Telly and media have a licence to do what they want. 

If you look at the Plymouth city website, you'll see pictures of trains with overhead electric wires, and the trains are the ones just introduced on the West Coast main line between London and Glasgow..! I can assure that Plymouth will one day be electrified....3006 is more likely..!

I haven't had a telly for 7 years....now you'll start to appreciate why..!!

Cheers,

Rushie


----------



## newda898 (Jun 23, 2005)

I thought it was quite good. I missed the start, but soon picked it up. However it did get confusing and it was sad that David Jason died


----------



## Coastie (Aug 24, 2005)

David Jason isn't dead really, he just acted like that for the cameras! LOL


----------



## Paul UK (Jun 13, 2005)

What you mean it is not real, and that submarine just appeared and the russians hand it over just like that during the cold war.

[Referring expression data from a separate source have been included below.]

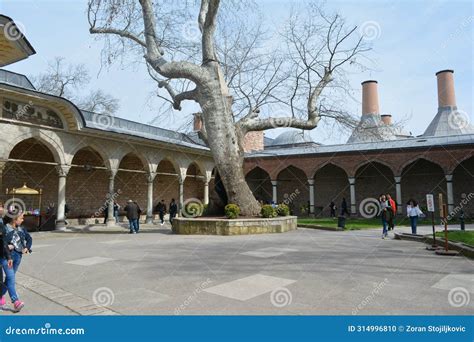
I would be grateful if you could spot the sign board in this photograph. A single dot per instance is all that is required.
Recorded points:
(430, 202)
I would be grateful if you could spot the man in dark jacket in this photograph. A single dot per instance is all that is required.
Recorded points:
(173, 210)
(133, 215)
(161, 208)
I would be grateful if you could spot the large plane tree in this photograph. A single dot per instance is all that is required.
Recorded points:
(233, 68)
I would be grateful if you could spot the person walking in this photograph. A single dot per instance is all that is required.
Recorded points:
(173, 209)
(132, 215)
(384, 212)
(332, 209)
(116, 211)
(344, 210)
(19, 242)
(413, 212)
(161, 208)
(139, 214)
(393, 207)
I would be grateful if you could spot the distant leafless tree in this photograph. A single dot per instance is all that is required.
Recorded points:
(67, 80)
(243, 77)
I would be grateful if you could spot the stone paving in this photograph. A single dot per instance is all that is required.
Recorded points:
(107, 271)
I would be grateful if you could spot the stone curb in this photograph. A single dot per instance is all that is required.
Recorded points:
(462, 248)
(314, 226)
(76, 304)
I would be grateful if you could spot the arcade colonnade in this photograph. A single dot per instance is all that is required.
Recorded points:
(309, 184)
(90, 170)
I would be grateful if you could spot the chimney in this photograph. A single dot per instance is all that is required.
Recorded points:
(197, 122)
(386, 119)
(446, 97)
(370, 98)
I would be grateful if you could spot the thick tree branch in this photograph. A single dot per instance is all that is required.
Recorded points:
(178, 98)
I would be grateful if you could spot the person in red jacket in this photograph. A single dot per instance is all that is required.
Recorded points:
(393, 207)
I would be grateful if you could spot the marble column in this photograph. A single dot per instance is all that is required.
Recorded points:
(450, 193)
(62, 170)
(311, 195)
(274, 192)
(149, 204)
(398, 194)
(352, 189)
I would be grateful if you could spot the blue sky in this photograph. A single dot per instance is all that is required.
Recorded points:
(413, 40)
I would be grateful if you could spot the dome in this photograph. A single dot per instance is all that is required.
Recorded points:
(292, 137)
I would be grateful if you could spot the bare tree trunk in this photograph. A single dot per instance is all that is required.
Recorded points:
(224, 143)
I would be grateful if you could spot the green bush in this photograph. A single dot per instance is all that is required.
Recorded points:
(283, 210)
(268, 211)
(232, 211)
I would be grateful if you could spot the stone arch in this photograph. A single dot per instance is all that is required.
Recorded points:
(414, 159)
(459, 162)
(373, 178)
(166, 182)
(260, 183)
(358, 167)
(51, 140)
(463, 187)
(132, 178)
(421, 177)
(91, 145)
(293, 189)
(331, 183)
(33, 163)
(87, 183)
(329, 162)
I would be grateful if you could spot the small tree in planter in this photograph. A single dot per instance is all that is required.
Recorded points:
(283, 210)
(268, 211)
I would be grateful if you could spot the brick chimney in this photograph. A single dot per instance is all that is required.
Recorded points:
(386, 119)
(370, 97)
(446, 96)
(197, 122)
(253, 141)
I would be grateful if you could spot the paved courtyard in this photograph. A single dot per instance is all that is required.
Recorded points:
(301, 272)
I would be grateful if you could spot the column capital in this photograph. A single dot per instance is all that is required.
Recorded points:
(151, 176)
(63, 170)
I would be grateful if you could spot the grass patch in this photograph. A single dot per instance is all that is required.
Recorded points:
(466, 236)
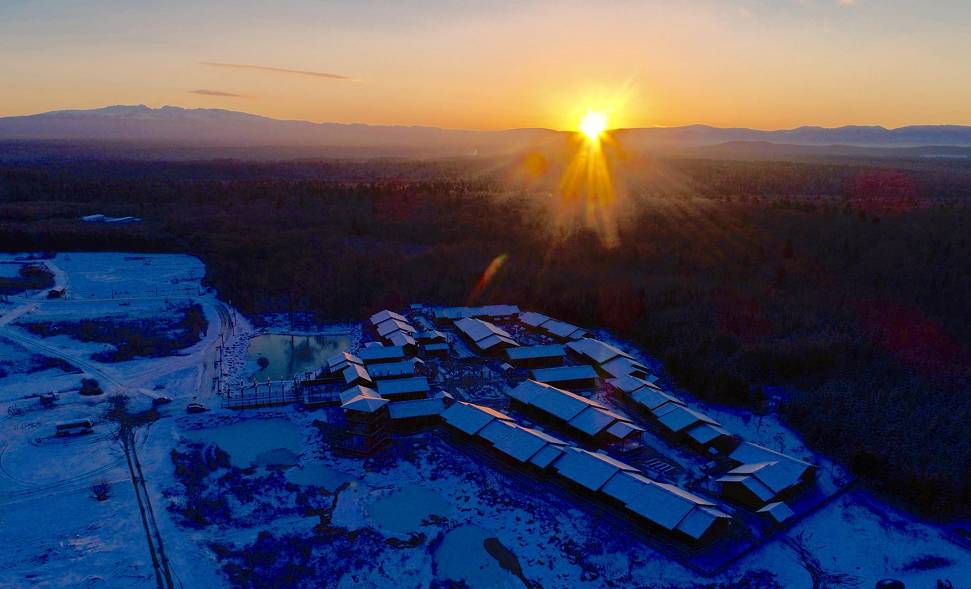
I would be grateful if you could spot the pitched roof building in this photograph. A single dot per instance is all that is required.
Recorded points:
(584, 416)
(485, 336)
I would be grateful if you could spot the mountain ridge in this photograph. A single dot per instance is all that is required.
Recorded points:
(212, 126)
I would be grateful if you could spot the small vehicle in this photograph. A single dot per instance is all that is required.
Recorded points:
(195, 408)
(74, 428)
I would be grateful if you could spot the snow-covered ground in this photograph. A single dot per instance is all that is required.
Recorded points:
(425, 509)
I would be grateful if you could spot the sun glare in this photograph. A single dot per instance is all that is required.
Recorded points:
(593, 125)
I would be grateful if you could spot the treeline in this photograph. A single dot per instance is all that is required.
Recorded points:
(841, 288)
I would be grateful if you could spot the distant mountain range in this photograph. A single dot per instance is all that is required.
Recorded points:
(223, 128)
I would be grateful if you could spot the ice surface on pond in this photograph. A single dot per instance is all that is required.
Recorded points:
(405, 510)
(318, 475)
(291, 355)
(463, 557)
(253, 442)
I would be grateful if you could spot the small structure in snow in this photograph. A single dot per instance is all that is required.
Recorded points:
(575, 377)
(536, 356)
(588, 418)
(379, 354)
(415, 387)
(777, 511)
(485, 336)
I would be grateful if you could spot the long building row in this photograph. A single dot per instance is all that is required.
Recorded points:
(659, 505)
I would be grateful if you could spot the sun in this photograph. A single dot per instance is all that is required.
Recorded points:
(593, 124)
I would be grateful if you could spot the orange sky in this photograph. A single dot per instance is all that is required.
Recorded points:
(753, 63)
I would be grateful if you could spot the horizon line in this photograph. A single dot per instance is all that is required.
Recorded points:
(488, 130)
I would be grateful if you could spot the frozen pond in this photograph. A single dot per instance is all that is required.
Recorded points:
(269, 442)
(290, 355)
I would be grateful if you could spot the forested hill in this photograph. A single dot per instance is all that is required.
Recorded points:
(845, 284)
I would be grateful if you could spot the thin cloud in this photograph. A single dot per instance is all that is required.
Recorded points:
(276, 70)
(205, 92)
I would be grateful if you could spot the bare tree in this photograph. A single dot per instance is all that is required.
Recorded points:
(101, 490)
(822, 579)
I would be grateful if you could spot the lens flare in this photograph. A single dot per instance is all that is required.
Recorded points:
(494, 266)
(593, 124)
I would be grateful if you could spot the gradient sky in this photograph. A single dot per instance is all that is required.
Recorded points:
(499, 64)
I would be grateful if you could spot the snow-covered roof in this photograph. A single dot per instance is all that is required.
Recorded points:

you just can not trust what you see on tv now a days. (*))


----------



## Chief Engineer's Daughter (Sep 17, 2005)

Did anybody notice how the Chief Engineer used to work in the ship yards just like a certain Chief Engineer (now pipe cleaners assistant I gather) in a Virtual Thread??? (Thumb)


----------



## wigger (Sep 25, 2005)

I was impressed my wife managed to sit through 3 hours of it and she made more sense of it than I did. I thought if she liked it we could finally watch my loooooooooong version of Das boot......sadly I am told this is not going to happen.


----------



## Tmac1720 (Jun 24, 2005)

Chief Engineer's Daughter said:


> Did anybody notice how the Chief Engineer used to work in the ship yards just like a certain Chief Engineer (now pipe cleaners assistant I gather) in a Virtual Thread??? (Thumb)


Hey I resemble that remark !!! LOL I take it you _still_ want your Chief's ticket Hmmmmmm!!!! anyway PG has softer fur than you so there LOL (*))


----------



## newda898 (Jun 23, 2005)

Coastie said:


> David Jason isn't dead really, he just acted like that for the cameras! LOL


Aww whatever lol


----------